Predicting Economic Recessions

An interactive report on using leading indicators and network analysis to forecast economic downturns.

A Project by Gurpreet Singh

View Source Code on GitHub

Project Overview

This project aims to predict U.S. economic recessions by leveraging a combination of traditional macroeconomic indicators and a novel network analysis approach. The core idea is to model the economy as a complex network where indicators are nodes and their correlations are edges. By analyzing the structural properties of this network over time, we can extract new features that may capture systemic risk and financial contagion.

The analysis compares a baseline model, trained only on standard time-series features, with an enhanced model augmented by these network centrality metrics. This interactive report walks through the methodology, results, and key findings of the project.

The Building Blocks: Data & Features

Core Economic Indicators

The model is built upon 12 leading economic indicators sourced from FRED and Yahoo Finance, chosen for their relevance in capturing different facets of the economy.

Yield Curve (T10Y3MM)
Unemployment (UNRATE)
S&P 500 (SP500)
Inflation (CPIAUCSL)
Consumer Sentiment
Building Permits (PERMIT)
Leading Indicator (OECD)
Volatility Index (VIX)
Initial Claims (ICSA)
Personal Consumption
Industrial Production
Core CPI

Two Flavors of Features

From the raw data, two distinct sets of features were engineered to feed the models.

1. Traditional Time-Series Features

Standard metrics that capture momentum and trends, such as Year-over-Year % Change and 12-Month Rolling Averages.

2. Novel Network Features

Metrics derived from the correlation network, such as Degree, Betweenness, and Eigenvector Centrality, to quantify an indicator's systemic importance.

Performance Showdown

Comparing the Baseline Logistic Regression model against the Enhanced XGBoost model (with network features).

Validation Set Performance

Test Set Performance

Model Predictions vs. Actual Recessions

Why Did It Work? A Look Inside the Model

Feature Importance: Full Model

A SHAP analysis on the best model reveals which features have the biggest impact. High feature values pushing the prediction higher are shown in red, and those pushing it lower are in blue.

SHAP Summary Plot for the full model

Finding: The model's predictions are dominated by traditional indicators like the OECD Leading Indicator, Yield Curve, and Inflation. Network features are not among the top predictors.

The Experiment: Removing Top Features

What happens if we remove the most powerful traditional features and retrain the model? Will the network features become more important?

SHAP Summary Plot for the reduced model

Finding: Even when deprived of its strongest predictors, the model still relies more on other traditional metrics (like S&P 500 volatility) than the network features.

Visualizing the Economic Network

The structure of the economy's correlation network changes over time. Below are snapshots from different critical periods.
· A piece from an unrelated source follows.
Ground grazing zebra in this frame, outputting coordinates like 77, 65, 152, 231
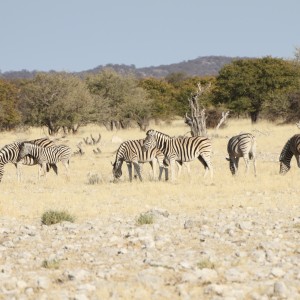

Green edges represent positive correlations, and red edges represent negative correlations.

Economic Network Graph for Stable Period 2015

Evolution of Network Centrality

These plots show how the systemic importance of key indicators (their centrality) changes over time, with actual recession periods shaded in gray for context.

Time series of Betweenness Centrality for the Yield Curve

Yield Curve Betweenness

Time series of Degree Centrality for S&P 500 Volatility

S&P 500 Volatility Degree

Time series of Eigenvector Centrality for Unemployment Rate

Unemployment Eigenvector

Final Conclusion

This project successfully demonstrated that augmenting a dataset with network centrality features can improve the performance of a non-linear model like XGBoost for recession prediction, increasing the validation ROC AUC to 0.95.

However, a deep interpretation using SHAP reveals a more nuanced story. The model's predictive power is still dominated by traditional macroeconomic indicators. The network features, while contributing to a marginal performance lift, appear to capture information that is largely redundant or less powerful than that contained in standard time-series transformations of the base indicators.

The final conclusion is that while network analysis provides a measurable improvement, the primary drivers for this specific recession prediction task remain the powerful, well-established macroeconomic variables.